Dr. David Wolk, co-director of Penn Memory Center, authored a paper on these findings published in JAMA Neurology.
Through a four-year, multicenter cohort study involving 232 patients with amnestic mild cognitive impairment, Dr. Wolk and colleagues used biomarkers to determine a patient’s risk of progressing to probable Alzheimer’s disease.
Researchers used a radiotracer, Flutemetamol F 18, to identify patients with brain amyloid plaques, one of the hallmarks of Alzheimer’s disease. The F 18 tracer is injected into the patient and seeps into the brain, attaching itself to any existing amyloid beta deposits, which can then be visualized with a PET scan. Prior work has demonstrated that Flutemetamol F 18 PET scanning provides strong correspondence to amyloid plaque levels found at autopsy, the only way to definitively diagnose Alzheimer’s disease.
The research concluded that patients with beta amyloid–positive scans (deposits present) had approximately 2.5 times the risk of progressing to probable Alzheimer’s disease within three years compared to those with negative scan results. However, one could increase the precision for determining risk by including measures of hippocampal volume with MRI, a marker of brain shrinkage associated with Alzheimer’s disease and the severity of memory testing. If all of these were abnormal, the risk of progression increased to 8.5:1, and the vast majority of these patients progress to dementia within a three-year period.
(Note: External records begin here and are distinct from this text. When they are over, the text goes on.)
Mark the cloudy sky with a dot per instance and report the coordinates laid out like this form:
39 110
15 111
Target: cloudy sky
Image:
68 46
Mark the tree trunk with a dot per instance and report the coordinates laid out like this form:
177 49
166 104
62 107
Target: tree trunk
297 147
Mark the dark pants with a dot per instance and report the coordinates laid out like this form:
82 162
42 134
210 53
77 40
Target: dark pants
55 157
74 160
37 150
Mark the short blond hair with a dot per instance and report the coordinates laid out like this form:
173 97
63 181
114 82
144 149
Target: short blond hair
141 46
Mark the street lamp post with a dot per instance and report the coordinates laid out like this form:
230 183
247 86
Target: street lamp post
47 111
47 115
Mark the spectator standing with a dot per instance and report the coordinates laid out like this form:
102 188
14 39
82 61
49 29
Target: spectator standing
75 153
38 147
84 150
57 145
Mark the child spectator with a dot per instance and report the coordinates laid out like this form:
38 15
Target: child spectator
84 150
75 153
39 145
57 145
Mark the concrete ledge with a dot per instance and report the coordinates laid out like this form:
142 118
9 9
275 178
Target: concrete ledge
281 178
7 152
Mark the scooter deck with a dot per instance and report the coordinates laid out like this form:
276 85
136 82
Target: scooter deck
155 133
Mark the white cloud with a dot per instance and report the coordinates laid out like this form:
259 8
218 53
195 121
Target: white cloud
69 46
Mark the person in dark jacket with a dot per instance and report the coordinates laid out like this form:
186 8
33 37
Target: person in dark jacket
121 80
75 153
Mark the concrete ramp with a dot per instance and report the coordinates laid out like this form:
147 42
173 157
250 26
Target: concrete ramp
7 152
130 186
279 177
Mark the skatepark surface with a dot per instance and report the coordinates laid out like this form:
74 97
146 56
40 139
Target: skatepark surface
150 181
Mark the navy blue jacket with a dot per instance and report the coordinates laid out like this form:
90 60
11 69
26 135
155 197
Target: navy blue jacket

Alternatively, if all were negative, only about 10 percent of patients would progress to dementia.
“This work demonstrates the increased precision in providing prognosis to patients that can be achieved with multiple biomarkers that could be relatively easily implemented into clinical practice,” Dr. Wolk said. “Being able to tell patients and their families that one may have a very high or very low risk of progressing to dementia may have great impact on decisions about future plans and participation in clinical trial intervention studies.”